Durante años relegada, la criolla vuelve a ocupar un lugar central en la actualidad del vino argentino. Hablamos de una variedad que pone en valor una parte de nuestra historia como país vitivinícola, mostrando un perfil liviano, fresco y lleno de identidad. Cara Sur criolla chica tiene una identidad que invita a descubrir uno de los rincones más secretos de la vitivinicultura argentina: Barreal, en el Valle de Calingasta. Lejos de las rutas tradicionales del vino, este valle longitudinal y resguardado entre la Precordillera y Cordillera de los Andes, ofrece un terroir único: suelos pedregosos, amplitudes térmicas marcadas y una energía propia que se transmite en cada botella.
#5 Un nuevo terroir toma la palabra: Rincón de los Leones pinot noir 2024, Paso del Sapo, Chubut.
Estancia Los Robles es un proyecto vitivinícola artesanal nacido en 2010 en Paso del Sapo, en la meseta central patagónica. Lejos de regiones tradicionales, este emprendimiento surge del sueño de una comunidad autosustentable que busca integrar la viticultura con el respeto por la tierra, el agua, el cielo y el ser humano, valores que hoy se reflejan en toda su producción, es orgánica y biodinámica. Rincón de los Leones pinot noir 2024 pertenece a una pequeña producción de 300 botellas de distintas parcelas de sus viñedos. El vino comienza con una fermentación espontánea en ánforas de arcilla patagónica por 10 meses. Luego, crianza en la misma ánfora durante 10 meses. Tensión, finura y una narrativa clara del lugar lo convierten en un gran exponente de los vinos de zonas frías del país.
#6 Malbec histórico: Terrazas de los Andes Origen Las Compuertas Malbec 2021, Luján de Cuyo, Mendoza.
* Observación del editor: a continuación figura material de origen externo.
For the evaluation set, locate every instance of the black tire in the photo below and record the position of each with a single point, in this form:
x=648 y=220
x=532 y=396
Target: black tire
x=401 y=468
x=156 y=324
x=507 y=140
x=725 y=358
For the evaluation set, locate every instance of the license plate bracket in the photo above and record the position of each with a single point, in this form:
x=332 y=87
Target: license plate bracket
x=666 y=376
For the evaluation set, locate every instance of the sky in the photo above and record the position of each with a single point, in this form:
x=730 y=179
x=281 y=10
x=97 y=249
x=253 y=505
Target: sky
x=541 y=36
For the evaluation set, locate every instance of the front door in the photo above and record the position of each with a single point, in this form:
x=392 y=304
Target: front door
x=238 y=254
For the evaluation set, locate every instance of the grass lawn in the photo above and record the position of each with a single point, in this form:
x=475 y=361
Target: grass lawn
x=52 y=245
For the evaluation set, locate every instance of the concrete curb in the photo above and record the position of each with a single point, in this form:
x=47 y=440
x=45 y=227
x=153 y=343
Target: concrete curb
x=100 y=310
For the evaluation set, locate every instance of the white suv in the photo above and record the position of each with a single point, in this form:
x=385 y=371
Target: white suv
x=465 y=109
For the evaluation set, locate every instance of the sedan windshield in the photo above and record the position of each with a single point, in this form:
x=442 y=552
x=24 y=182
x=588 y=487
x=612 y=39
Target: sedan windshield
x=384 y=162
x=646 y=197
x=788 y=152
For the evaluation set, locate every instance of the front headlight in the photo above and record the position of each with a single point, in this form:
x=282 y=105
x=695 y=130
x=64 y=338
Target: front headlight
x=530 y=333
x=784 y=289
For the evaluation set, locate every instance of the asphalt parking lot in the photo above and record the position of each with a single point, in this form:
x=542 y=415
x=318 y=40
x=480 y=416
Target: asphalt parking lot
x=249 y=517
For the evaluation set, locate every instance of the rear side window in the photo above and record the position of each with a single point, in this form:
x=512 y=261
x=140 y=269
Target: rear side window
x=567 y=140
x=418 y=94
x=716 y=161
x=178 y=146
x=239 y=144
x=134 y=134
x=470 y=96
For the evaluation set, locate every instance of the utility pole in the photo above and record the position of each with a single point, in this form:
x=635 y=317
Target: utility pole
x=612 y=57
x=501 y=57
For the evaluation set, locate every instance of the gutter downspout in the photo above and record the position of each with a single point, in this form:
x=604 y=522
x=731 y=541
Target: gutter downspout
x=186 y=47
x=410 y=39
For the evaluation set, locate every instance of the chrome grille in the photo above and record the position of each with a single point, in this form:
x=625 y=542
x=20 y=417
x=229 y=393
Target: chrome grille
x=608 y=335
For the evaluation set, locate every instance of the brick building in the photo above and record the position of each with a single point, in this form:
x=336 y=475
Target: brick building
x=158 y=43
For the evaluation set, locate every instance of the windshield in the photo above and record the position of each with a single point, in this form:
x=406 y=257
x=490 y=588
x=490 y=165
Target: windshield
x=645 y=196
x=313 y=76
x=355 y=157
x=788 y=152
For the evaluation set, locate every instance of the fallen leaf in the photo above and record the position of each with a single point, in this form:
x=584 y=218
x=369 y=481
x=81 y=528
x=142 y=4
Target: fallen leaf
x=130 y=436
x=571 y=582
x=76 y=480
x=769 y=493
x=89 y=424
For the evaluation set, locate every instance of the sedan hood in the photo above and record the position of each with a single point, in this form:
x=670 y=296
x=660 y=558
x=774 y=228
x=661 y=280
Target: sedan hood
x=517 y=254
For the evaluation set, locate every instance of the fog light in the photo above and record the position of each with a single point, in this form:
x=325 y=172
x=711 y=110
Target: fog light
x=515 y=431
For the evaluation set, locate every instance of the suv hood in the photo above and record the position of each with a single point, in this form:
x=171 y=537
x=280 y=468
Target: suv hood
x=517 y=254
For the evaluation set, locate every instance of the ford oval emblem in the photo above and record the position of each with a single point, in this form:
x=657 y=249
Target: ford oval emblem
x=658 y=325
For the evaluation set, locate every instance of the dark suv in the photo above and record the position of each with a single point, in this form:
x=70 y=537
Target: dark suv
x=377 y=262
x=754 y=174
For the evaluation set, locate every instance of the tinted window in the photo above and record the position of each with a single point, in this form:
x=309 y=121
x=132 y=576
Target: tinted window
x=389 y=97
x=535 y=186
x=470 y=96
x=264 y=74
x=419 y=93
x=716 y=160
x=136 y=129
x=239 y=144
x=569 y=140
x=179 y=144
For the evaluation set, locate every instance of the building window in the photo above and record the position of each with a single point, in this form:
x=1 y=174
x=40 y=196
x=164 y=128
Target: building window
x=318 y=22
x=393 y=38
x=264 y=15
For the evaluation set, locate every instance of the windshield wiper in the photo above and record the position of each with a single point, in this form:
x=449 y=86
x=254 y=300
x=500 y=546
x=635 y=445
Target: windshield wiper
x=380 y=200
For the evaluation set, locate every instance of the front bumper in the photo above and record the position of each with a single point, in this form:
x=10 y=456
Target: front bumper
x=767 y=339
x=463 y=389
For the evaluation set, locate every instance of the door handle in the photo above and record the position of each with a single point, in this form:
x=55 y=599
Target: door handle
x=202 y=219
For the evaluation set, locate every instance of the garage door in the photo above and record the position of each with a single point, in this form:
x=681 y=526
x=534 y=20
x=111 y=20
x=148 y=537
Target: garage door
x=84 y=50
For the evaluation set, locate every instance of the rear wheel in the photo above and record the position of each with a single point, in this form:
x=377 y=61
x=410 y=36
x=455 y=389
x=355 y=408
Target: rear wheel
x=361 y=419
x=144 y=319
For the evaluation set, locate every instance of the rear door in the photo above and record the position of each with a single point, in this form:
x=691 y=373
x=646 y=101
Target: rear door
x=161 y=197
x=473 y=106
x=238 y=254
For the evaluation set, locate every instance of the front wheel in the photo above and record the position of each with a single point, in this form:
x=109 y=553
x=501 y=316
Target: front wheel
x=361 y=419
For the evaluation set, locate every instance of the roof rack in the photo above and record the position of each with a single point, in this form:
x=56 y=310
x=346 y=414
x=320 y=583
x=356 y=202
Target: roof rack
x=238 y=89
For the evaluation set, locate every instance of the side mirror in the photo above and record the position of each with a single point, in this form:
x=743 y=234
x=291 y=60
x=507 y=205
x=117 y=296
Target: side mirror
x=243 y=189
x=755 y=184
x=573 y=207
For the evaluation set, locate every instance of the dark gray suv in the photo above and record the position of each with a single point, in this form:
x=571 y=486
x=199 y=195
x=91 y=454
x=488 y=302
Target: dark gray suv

El malbec sigue siendo una pieza clave del relato argentino, pero hoy se expresa de forma mucho más precisa. Este vino representa esa evolución: menos énfasis en la concentración y más foco en el origen. El viñedo proviene de una selección masal de malbec con pie franco y plantado en 1929. Encaramado en la parte más alta y apical del abanico aluvial del río Mendoza, a 1070 msnm. Suelos profundos, de texturas que van del franco al franco arenoso o limoso. Esta finca tiene la D.O.C. Luján de Cuyo, cuna de viñedos históricos que expresan con pureza la identidad del terroir. Mucha fruta roja como ciruelas, leves notas florales que recuerdan a violetas y equilibradas notas a especias dulces que rinden homenaje a sus nueve meses en barrica.
#7 NOA, cada vez más alto: Miraluna merlot 2022, Cachi, Salta.
Miraluna nace en el corazón del Valle Calchaquí, en Cachi, Salta, a 2.600 msnm, un lugar extremo y cautivador donde la altura, la amplitud térmica y la aridez configuran un paisaje único para el cultivo de la vid. El proyecto fue imaginado por la familia Urtasun en un terreno descubierto en 2004 a pocos kilómetros del pueblo. En 2007 plantaron sus primeras vides. Miraluna merlot encuentra una expresión honesta y directa. Su crianza durante 12 meses en barricas de roble francés de segundo y tercer uso, seguida de un período de estiba en botella de otros 12 meses, aporta elegancia y equilibrio sin enmascarar la identidad varietal ni la impronta de Cachi.